Thursday, September 24, 2009

A beginner's guide to kanji

Of the three different writing systems used in Japanese, the most complex is the use of the Chinese characters known as kanji. Rather than a phonetic script, kanji characters represent concepts that are strung together to produce the larger meaning.

In many cases, the origin of the form of the kanji character can be seen from its meaning. For instance "木" is the kanji for tree and the shape is reminiscent of that object.
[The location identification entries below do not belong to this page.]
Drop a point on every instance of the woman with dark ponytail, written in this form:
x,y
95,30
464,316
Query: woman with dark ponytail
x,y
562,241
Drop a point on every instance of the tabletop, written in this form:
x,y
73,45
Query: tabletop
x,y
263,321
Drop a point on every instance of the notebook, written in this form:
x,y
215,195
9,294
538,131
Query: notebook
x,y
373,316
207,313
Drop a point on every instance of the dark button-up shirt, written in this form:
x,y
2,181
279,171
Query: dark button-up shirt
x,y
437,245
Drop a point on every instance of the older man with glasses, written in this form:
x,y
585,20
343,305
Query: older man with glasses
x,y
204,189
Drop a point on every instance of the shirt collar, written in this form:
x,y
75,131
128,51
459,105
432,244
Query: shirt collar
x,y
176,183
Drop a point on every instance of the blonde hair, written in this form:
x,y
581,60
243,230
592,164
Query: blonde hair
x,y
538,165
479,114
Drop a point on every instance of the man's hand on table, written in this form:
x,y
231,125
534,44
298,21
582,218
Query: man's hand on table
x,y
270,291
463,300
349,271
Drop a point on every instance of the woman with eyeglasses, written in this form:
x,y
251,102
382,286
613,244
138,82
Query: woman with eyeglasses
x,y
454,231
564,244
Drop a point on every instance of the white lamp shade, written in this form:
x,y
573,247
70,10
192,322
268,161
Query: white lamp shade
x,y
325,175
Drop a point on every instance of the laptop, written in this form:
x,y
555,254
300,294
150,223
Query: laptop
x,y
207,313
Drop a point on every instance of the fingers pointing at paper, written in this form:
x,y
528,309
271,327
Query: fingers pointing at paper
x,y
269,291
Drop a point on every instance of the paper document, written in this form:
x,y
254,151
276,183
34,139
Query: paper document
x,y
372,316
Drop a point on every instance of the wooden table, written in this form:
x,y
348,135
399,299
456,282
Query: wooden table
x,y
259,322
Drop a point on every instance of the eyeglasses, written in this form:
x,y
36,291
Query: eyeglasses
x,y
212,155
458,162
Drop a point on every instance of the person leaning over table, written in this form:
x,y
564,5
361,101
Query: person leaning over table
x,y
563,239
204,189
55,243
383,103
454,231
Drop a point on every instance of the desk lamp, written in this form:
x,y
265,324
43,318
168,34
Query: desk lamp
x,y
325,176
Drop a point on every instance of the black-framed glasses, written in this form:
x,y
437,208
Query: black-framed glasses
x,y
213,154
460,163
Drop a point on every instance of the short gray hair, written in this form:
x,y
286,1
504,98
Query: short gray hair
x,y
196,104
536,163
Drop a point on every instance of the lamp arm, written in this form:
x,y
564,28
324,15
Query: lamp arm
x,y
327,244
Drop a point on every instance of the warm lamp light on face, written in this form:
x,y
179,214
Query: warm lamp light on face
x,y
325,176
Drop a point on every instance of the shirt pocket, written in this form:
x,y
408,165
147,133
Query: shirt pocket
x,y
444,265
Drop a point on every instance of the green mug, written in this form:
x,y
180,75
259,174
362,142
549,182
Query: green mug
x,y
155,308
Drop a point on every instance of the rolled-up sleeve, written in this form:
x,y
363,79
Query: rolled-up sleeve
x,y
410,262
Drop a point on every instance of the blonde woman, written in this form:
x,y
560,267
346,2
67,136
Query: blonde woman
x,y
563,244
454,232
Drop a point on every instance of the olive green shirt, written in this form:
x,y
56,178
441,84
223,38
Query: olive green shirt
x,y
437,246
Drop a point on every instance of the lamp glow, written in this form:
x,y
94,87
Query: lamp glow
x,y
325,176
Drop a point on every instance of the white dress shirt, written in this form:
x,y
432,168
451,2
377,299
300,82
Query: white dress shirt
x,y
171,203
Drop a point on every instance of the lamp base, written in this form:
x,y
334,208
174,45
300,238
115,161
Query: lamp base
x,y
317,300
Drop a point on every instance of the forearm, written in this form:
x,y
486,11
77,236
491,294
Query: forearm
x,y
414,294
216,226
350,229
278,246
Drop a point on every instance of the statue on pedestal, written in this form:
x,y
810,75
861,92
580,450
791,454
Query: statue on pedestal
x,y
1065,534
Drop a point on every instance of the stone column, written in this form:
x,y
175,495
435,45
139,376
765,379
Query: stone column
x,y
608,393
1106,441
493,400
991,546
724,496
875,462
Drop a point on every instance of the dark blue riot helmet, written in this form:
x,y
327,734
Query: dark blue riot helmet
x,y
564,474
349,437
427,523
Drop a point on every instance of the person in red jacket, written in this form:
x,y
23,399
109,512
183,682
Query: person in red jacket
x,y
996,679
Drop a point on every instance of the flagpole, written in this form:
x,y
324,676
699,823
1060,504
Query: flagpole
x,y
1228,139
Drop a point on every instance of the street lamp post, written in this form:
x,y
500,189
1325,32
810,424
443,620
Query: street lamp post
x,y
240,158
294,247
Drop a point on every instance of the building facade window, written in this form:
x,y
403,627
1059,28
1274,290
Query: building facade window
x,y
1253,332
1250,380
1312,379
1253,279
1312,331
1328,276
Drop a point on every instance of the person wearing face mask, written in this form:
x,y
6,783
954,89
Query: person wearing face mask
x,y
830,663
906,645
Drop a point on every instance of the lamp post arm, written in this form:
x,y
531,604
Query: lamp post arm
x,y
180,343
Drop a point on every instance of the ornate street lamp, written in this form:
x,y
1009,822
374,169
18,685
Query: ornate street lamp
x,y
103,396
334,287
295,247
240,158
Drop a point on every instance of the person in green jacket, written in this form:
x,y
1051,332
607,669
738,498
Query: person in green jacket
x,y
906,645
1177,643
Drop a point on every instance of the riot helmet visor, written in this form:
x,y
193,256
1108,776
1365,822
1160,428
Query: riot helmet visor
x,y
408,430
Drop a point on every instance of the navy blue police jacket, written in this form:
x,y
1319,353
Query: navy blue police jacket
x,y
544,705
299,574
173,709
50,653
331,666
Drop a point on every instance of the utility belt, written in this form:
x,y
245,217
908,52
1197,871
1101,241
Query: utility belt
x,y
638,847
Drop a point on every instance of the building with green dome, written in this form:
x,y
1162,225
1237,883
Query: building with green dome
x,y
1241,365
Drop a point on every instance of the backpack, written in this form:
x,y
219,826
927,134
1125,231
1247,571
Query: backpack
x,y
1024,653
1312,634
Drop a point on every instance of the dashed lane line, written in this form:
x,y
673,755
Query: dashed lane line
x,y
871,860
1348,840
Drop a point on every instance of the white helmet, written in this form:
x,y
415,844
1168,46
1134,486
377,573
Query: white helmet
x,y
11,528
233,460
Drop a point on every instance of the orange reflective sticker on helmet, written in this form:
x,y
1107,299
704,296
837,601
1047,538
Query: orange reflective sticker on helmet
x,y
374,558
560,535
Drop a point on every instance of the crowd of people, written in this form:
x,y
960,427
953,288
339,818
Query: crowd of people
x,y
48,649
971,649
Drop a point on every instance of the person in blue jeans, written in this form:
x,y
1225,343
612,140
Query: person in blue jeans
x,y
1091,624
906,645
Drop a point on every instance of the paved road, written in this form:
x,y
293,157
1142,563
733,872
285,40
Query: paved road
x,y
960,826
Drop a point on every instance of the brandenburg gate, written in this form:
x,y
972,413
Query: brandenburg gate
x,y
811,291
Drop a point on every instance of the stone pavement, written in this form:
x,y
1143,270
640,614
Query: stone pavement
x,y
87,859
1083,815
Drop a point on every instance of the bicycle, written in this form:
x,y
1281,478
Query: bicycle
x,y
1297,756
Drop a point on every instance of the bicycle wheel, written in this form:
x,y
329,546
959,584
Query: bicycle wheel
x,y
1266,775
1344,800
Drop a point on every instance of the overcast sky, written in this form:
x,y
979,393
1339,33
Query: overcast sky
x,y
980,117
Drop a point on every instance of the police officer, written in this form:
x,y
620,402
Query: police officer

Likewise, river (川), mountain (山), fire (火) and sun (日) all have obvious origins (Astronomers in particular will relate to the kanji for sun, since it is similar to the solar symbol ⊙ ... especially if you were making it on an old digital panel~).

Placing kanji characters along side each other can then lead to more complex meanings. An appropriate example for this week would be 火山, fire mountain or volcano.

Similarly, more complex kanji can be formed by combining characters (either in their full or an abbreviated form) into a single one. For instance, the combination of two of the characters for tree, 林, means "forest".

See? Simple, logical easy! Let's try some others...

If we take the kanji for "car" (車) and combine it with that for "fun" (楽), we get 轢 ... meaning "run over"!

Alternatively, add "grass" (草) to the top of "fun"(楽) and you get 薬; meaning "drugs"!

Never let it be said the Japanese do not have a sense of humour.